如果我忘记了如何流着眼泪说抱歉,请你一定要储存起逝去的伤痛和来自下一站的幸福,告诉我那些微凉的等待终会开花。
如果我忘记了如何摘下面具,请你一定要不加粉饰的望着我的眼睛,直到篱墙剥落,告诉我那些柔软总需要有人去触摸。
如果我忘了如何拿昨天的弦继续今天的歌,请你一定要在爱的名义里种下永不衰败的藤,吹起永远清爽的风,让风舞藤鸣,告诉我那些像年轮一样旋转的音符,从未停下。
如果我忘记了如何应对斗转星移而沉寂如同地底枯萎的根,请你一定要在岁月的罅隙里横刀立马,斩落那些无法触摸的繁芜,然后叫醒我吧,在九月即将结束的时候,告诉我这样的世界有需要我为之奋斗的一切。
Part 1.流(六)月扉影
我们曾聒噪地渲染曾经,放大未来;我们曾认为那些不完美终究会被时间堙没;我们曾告诉自己现在所遭受的种种在将来可能会被当做笑料来津津乐道。

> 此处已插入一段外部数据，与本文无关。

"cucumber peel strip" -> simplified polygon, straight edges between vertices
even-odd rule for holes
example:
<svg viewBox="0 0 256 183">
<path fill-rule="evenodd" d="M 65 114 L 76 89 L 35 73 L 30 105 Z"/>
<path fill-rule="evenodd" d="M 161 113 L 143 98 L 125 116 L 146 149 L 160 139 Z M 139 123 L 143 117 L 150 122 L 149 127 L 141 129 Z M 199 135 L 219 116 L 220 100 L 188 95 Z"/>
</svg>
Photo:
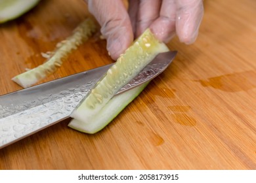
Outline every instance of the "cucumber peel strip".
<svg viewBox="0 0 256 183">
<path fill-rule="evenodd" d="M 121 84 L 118 85 L 119 88 L 116 88 L 116 90 L 114 87 L 110 87 L 113 84 L 117 86 L 117 81 L 123 78 L 123 77 L 120 78 L 118 75 L 121 73 L 123 75 L 123 73 L 132 72 L 133 73 L 127 80 L 128 82 L 134 77 L 133 76 L 146 67 L 158 54 L 167 51 L 169 51 L 169 48 L 164 43 L 159 42 L 149 29 L 146 30 L 125 51 L 125 53 L 120 56 L 117 62 L 109 69 L 106 74 L 87 95 L 85 99 L 74 110 L 71 115 L 73 119 L 68 126 L 81 132 L 91 134 L 102 129 L 139 95 L 148 84 L 148 82 L 145 83 L 140 86 L 114 96 L 116 92 L 118 92 L 125 84 L 125 83 L 122 82 Z M 142 65 L 140 65 L 140 69 L 137 69 L 135 67 L 136 61 L 138 59 L 144 59 L 144 61 L 140 63 Z M 133 63 L 135 60 L 135 63 Z M 118 62 L 121 62 L 121 63 L 118 64 Z M 131 67 L 133 67 L 133 69 L 129 71 L 129 68 Z M 106 79 L 108 74 L 110 75 L 110 77 L 108 78 L 108 80 L 108 80 L 108 78 Z M 114 89 L 114 91 L 110 91 L 110 89 Z M 97 93 L 98 92 L 99 92 Z M 104 93 L 109 93 L 110 92 L 111 93 L 107 95 L 104 99 L 105 102 L 104 102 L 104 99 L 101 98 L 100 95 L 104 97 Z M 102 94 L 102 93 L 103 93 Z M 108 95 L 110 95 L 110 97 Z M 93 96 L 92 98 L 90 98 L 90 96 Z M 87 100 L 88 99 L 89 100 Z M 91 101 L 90 101 L 95 102 L 94 104 L 93 103 L 93 107 L 91 106 L 90 102 Z"/>
<path fill-rule="evenodd" d="M 40 0 L 1 0 L 0 24 L 14 20 L 33 8 Z"/>
<path fill-rule="evenodd" d="M 86 41 L 96 31 L 96 24 L 88 18 L 66 40 L 56 44 L 56 49 L 42 65 L 18 75 L 12 80 L 22 88 L 30 87 L 55 72 L 62 64 L 62 59 L 77 46 Z"/>
</svg>

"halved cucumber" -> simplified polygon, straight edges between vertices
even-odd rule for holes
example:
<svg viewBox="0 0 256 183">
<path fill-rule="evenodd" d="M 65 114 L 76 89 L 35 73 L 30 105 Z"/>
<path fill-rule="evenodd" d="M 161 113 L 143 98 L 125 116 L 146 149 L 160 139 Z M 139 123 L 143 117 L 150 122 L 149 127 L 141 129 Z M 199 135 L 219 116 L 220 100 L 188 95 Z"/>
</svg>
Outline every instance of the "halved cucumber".
<svg viewBox="0 0 256 183">
<path fill-rule="evenodd" d="M 40 0 L 0 0 L 0 24 L 19 17 L 39 1 Z"/>
<path fill-rule="evenodd" d="M 48 75 L 53 74 L 62 64 L 62 59 L 96 31 L 96 25 L 91 18 L 87 18 L 74 31 L 74 33 L 56 45 L 56 49 L 43 64 L 17 75 L 12 78 L 23 88 L 37 83 Z"/>
<path fill-rule="evenodd" d="M 116 113 L 121 110 L 118 110 L 116 108 L 120 107 L 120 103 L 125 103 L 125 100 L 121 100 L 118 97 L 116 97 L 119 99 L 116 99 L 116 97 L 111 99 L 112 97 L 121 87 L 143 69 L 158 54 L 167 51 L 169 51 L 169 49 L 166 45 L 160 42 L 150 29 L 146 30 L 118 58 L 116 63 L 109 69 L 106 75 L 87 95 L 85 99 L 74 111 L 71 116 L 76 120 L 73 121 L 70 126 L 78 130 L 90 131 L 89 129 L 85 129 L 85 127 L 89 129 L 90 124 L 94 126 L 93 123 L 96 123 L 96 125 L 99 128 L 98 129 L 94 129 L 93 131 L 96 131 L 109 123 L 111 121 L 110 119 L 114 118 L 117 115 Z M 140 91 L 140 89 L 138 90 Z M 124 95 L 123 97 L 126 100 L 133 100 L 134 97 L 133 95 L 129 95 L 129 92 L 127 92 L 122 95 Z M 137 95 L 137 93 L 135 95 Z M 125 95 L 129 97 L 126 98 Z M 110 101 L 110 99 L 111 101 L 114 100 L 115 102 Z M 108 104 L 109 101 L 111 102 L 111 105 Z M 111 107 L 108 107 L 108 105 Z M 116 113 L 112 114 L 112 110 L 116 111 Z M 112 116 L 106 118 L 108 115 L 102 114 L 102 112 Z M 101 122 L 98 122 L 98 116 L 102 116 L 100 118 Z M 105 119 L 103 118 L 103 116 Z M 100 123 L 102 125 L 99 124 Z"/>
<path fill-rule="evenodd" d="M 148 83 L 149 82 L 146 82 L 130 91 L 114 96 L 101 108 L 96 115 L 95 115 L 93 118 L 90 118 L 90 120 L 87 120 L 86 123 L 84 121 L 72 119 L 68 126 L 87 133 L 93 134 L 99 131 L 133 101 L 142 92 Z"/>
</svg>

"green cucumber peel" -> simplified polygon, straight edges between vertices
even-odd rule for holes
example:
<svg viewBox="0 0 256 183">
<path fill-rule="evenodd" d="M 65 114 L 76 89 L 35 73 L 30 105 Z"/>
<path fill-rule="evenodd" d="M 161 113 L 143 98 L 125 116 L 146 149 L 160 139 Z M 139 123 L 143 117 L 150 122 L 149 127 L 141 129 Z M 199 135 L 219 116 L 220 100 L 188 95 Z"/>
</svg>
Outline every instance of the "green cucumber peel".
<svg viewBox="0 0 256 183">
<path fill-rule="evenodd" d="M 96 31 L 96 24 L 88 18 L 66 40 L 58 42 L 49 58 L 38 67 L 18 75 L 12 80 L 22 88 L 30 87 L 55 72 L 62 65 L 63 59 L 86 41 Z"/>
<path fill-rule="evenodd" d="M 40 0 L 0 1 L 0 24 L 20 17 L 33 8 Z"/>
</svg>

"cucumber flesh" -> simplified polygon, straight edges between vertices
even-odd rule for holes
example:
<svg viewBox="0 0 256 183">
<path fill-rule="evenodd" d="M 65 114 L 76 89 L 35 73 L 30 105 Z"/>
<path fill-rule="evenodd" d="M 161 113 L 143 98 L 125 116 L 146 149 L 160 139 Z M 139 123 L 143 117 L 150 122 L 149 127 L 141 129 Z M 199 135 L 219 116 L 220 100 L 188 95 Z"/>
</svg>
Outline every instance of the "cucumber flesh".
<svg viewBox="0 0 256 183">
<path fill-rule="evenodd" d="M 53 74 L 62 64 L 63 58 L 87 41 L 96 31 L 96 25 L 87 18 L 74 30 L 73 35 L 56 45 L 56 49 L 46 62 L 38 67 L 18 75 L 12 80 L 23 88 L 30 87 Z"/>
<path fill-rule="evenodd" d="M 93 121 L 121 87 L 139 74 L 158 54 L 168 50 L 166 45 L 160 42 L 150 29 L 146 30 L 108 69 L 71 117 L 84 123 Z"/>
<path fill-rule="evenodd" d="M 20 16 L 39 1 L 40 0 L 1 0 L 0 24 Z"/>
<path fill-rule="evenodd" d="M 87 123 L 85 123 L 83 121 L 79 121 L 74 118 L 69 123 L 68 126 L 87 133 L 93 134 L 99 131 L 112 121 L 126 106 L 135 99 L 148 85 L 148 82 L 146 82 L 123 93 L 114 96 L 101 108 L 94 118 L 91 118 L 91 121 L 87 121 Z"/>
</svg>

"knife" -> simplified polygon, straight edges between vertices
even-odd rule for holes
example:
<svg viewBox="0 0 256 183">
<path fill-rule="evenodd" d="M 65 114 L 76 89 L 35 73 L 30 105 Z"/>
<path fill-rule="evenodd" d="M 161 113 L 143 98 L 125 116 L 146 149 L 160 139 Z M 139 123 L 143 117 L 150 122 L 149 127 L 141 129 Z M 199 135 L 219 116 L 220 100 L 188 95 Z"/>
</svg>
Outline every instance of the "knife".
<svg viewBox="0 0 256 183">
<path fill-rule="evenodd" d="M 116 95 L 156 77 L 176 54 L 176 51 L 158 54 Z M 0 96 L 0 148 L 69 118 L 112 65 Z"/>
</svg>

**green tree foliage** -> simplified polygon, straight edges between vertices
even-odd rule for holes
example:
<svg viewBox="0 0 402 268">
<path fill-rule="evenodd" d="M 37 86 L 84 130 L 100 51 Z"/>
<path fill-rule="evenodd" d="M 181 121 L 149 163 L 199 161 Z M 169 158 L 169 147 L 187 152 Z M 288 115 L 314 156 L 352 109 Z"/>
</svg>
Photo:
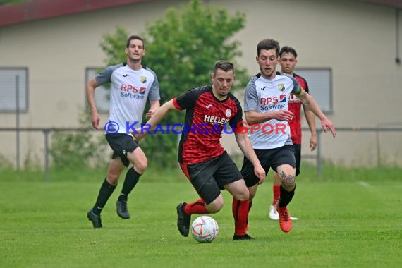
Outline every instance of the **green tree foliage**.
<svg viewBox="0 0 402 268">
<path fill-rule="evenodd" d="M 90 121 L 89 113 L 83 111 L 79 119 L 83 131 L 53 133 L 49 150 L 53 169 L 83 170 L 104 166 L 104 137 L 94 137 L 90 128 L 84 128 Z"/>
<path fill-rule="evenodd" d="M 209 84 L 218 60 L 233 62 L 236 85 L 244 85 L 249 78 L 245 69 L 236 64 L 236 59 L 242 53 L 240 42 L 233 36 L 245 23 L 243 13 L 231 16 L 224 8 L 191 0 L 180 9 L 169 8 L 164 18 L 147 24 L 146 32 L 140 34 L 145 44 L 143 63 L 158 75 L 161 103 L 192 87 Z M 128 35 L 123 27 L 118 26 L 114 34 L 104 36 L 100 44 L 107 65 L 126 61 L 123 48 Z M 171 112 L 162 123 L 183 123 L 183 113 Z M 176 166 L 177 139 L 174 134 L 159 133 L 141 141 L 145 154 L 152 157 L 150 164 L 158 163 L 162 168 Z"/>
<path fill-rule="evenodd" d="M 231 38 L 244 27 L 245 16 L 238 12 L 231 16 L 226 9 L 200 2 L 192 0 L 180 10 L 169 8 L 164 18 L 147 25 L 146 62 L 159 75 L 164 99 L 210 83 L 217 61 L 234 62 L 242 54 L 240 42 Z M 244 68 L 236 64 L 236 73 L 241 84 L 246 83 Z"/>
</svg>

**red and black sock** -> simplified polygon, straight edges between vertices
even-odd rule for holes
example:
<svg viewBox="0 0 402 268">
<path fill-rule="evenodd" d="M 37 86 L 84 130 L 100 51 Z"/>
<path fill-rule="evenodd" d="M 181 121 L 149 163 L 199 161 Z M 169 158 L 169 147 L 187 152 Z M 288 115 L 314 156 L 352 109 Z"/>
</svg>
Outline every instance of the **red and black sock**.
<svg viewBox="0 0 402 268">
<path fill-rule="evenodd" d="M 274 200 L 272 201 L 272 205 L 275 205 L 281 197 L 281 185 L 272 185 L 272 191 L 274 192 Z"/>
<path fill-rule="evenodd" d="M 187 204 L 184 207 L 184 212 L 188 215 L 202 215 L 208 213 L 207 211 L 207 205 L 202 199 L 200 199 L 193 203 Z"/>
<path fill-rule="evenodd" d="M 286 190 L 282 185 L 281 185 L 281 198 L 279 198 L 279 201 L 278 201 L 278 206 L 279 207 L 286 207 L 293 198 L 293 195 L 295 195 L 295 190 L 296 187 L 293 190 L 290 192 Z"/>
</svg>

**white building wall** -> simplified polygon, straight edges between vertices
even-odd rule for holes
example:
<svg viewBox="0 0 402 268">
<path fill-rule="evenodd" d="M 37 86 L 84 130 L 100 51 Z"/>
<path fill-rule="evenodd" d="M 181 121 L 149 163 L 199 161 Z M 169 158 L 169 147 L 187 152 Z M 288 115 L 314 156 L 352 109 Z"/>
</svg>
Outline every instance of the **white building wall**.
<svg viewBox="0 0 402 268">
<path fill-rule="evenodd" d="M 99 45 L 102 35 L 114 33 L 118 25 L 130 34 L 141 34 L 145 23 L 163 17 L 168 6 L 185 2 L 154 1 L 0 28 L 0 67 L 28 68 L 29 110 L 21 114 L 20 126 L 78 126 L 79 108 L 85 103 L 85 68 L 104 64 Z M 209 4 L 247 14 L 245 28 L 234 38 L 243 52 L 238 62 L 250 75 L 258 71 L 257 43 L 273 38 L 296 49 L 298 67 L 332 69 L 334 113 L 328 117 L 336 126 L 402 121 L 402 66 L 394 61 L 394 8 L 353 1 L 216 0 Z M 14 126 L 13 114 L 0 113 L 0 127 Z M 384 157 L 392 156 L 391 162 L 402 164 L 401 134 L 383 138 Z M 308 138 L 305 133 L 306 153 Z M 233 138 L 223 139 L 229 152 L 239 152 L 233 142 Z M 335 162 L 375 163 L 373 133 L 340 132 L 336 139 L 327 134 L 322 145 L 323 157 Z M 23 158 L 30 152 L 42 159 L 42 135 L 22 133 L 21 145 Z M 15 134 L 0 132 L 0 148 L 13 159 Z"/>
</svg>

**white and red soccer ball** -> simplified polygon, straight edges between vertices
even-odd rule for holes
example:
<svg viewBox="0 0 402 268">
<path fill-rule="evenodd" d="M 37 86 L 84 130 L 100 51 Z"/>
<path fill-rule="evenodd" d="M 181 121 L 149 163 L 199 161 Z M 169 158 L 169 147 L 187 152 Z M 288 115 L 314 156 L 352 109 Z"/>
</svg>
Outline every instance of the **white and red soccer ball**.
<svg viewBox="0 0 402 268">
<path fill-rule="evenodd" d="M 218 223 L 209 216 L 200 216 L 191 224 L 191 235 L 200 243 L 211 243 L 219 233 Z"/>
</svg>

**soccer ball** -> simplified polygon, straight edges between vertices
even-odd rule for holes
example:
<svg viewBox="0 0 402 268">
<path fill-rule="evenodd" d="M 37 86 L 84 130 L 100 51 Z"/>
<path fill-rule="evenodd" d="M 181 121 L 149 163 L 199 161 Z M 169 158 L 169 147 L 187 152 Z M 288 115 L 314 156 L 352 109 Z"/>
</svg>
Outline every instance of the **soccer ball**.
<svg viewBox="0 0 402 268">
<path fill-rule="evenodd" d="M 191 234 L 200 243 L 212 242 L 219 233 L 218 223 L 209 216 L 200 216 L 191 225 Z"/>
</svg>

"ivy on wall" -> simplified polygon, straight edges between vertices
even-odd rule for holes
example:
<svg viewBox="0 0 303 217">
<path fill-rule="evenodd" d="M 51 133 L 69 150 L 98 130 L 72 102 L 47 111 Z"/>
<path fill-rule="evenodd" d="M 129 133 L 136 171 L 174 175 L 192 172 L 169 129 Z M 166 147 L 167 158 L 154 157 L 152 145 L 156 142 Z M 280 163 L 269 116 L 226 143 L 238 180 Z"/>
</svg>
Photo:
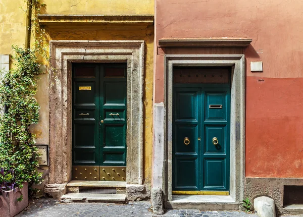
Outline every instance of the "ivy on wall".
<svg viewBox="0 0 303 217">
<path fill-rule="evenodd" d="M 39 184 L 37 148 L 29 129 L 39 120 L 40 108 L 34 96 L 39 64 L 34 51 L 13 47 L 15 67 L 5 74 L 0 83 L 0 167 L 13 170 L 16 182 Z"/>
<path fill-rule="evenodd" d="M 30 27 L 35 39 L 34 48 L 13 46 L 14 67 L 5 72 L 0 81 L 0 104 L 5 107 L 0 116 L 0 168 L 4 174 L 14 172 L 11 179 L 16 186 L 27 182 L 31 188 L 33 184 L 42 181 L 42 173 L 37 170 L 39 154 L 34 145 L 35 135 L 29 127 L 39 120 L 40 106 L 34 98 L 40 73 L 38 58 L 47 58 L 45 31 L 39 26 L 37 16 L 45 5 L 40 0 L 30 2 L 34 15 Z M 28 7 L 25 11 L 28 10 Z M 9 183 L 12 180 L 5 181 Z"/>
</svg>

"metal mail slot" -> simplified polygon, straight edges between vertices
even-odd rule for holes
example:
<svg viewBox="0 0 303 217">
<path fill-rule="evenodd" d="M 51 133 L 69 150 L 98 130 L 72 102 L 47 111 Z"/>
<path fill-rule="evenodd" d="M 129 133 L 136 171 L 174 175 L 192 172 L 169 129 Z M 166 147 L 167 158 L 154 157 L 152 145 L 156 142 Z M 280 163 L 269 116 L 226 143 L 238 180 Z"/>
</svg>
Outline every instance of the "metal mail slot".
<svg viewBox="0 0 303 217">
<path fill-rule="evenodd" d="M 222 105 L 210 105 L 210 108 L 222 108 Z"/>
</svg>

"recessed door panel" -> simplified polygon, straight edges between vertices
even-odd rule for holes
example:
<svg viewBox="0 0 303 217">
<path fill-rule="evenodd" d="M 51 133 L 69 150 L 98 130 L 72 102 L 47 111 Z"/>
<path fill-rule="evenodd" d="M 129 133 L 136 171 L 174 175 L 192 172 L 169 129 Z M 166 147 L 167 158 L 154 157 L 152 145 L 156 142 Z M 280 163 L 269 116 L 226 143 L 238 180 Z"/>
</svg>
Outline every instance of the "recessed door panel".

然后这些都在无法抑制的前行里成为如意或者失意的现实。
青春的洪荒像漏斗一样滴滴答答晕开殷红。那些仗着年轻而肆无忌惮成长的日子已不复存在。
在高一即将结束的那段日子里,我每天骑四十分钟的自行车穿过清晨有些微凉轻仄的风,然后满头大汗的坐在教室里和名字都记不清晰的同学们熬过最后一段时光。七月上旬是夏季里最为炎热的时候,寝室里仅有的一台小吊扇只在规定的时间里规定开放,根本不足以平复翻江倒海的热度。室友小N抱怨我不和她们一起享受免费的“汗蒸场”,表情一本正经的十分可爱。
我们在初中的时候怀念小学,在高一的时候怀念初中,而现在高一又即将成为怀念。即使那些逝去的时光平静甘于淡水,浑噩至醉生梦死,沉淀之后也只剩下连自己都会讶异的熟稔,让人无限亲近。而对于将来,倒是无所畏惧的了,如果可以有些意外之喜那不妨更好,如果不能,那么就让它按照原来的恒定轨迹继续缓慢前行,然后依旧成为于过去大同小异的模糊片段。它们是色彩斑斓的发条,缠绕成让人不堪动容的河——那就是回忆。
在考试之前的那几天温习假里,我倒是彻底的放松了,对于成绩的执念已经不像以前那么强烈,不清楚这种感觉是因为被埋没得有些随波逐流了还是心中不再屯居于那样狭隘的形式,有了一些更为远大的追求,又或者两者兼备。头角峥嵘的年少是不够稳重的少年,而我正逐渐的顺其自然。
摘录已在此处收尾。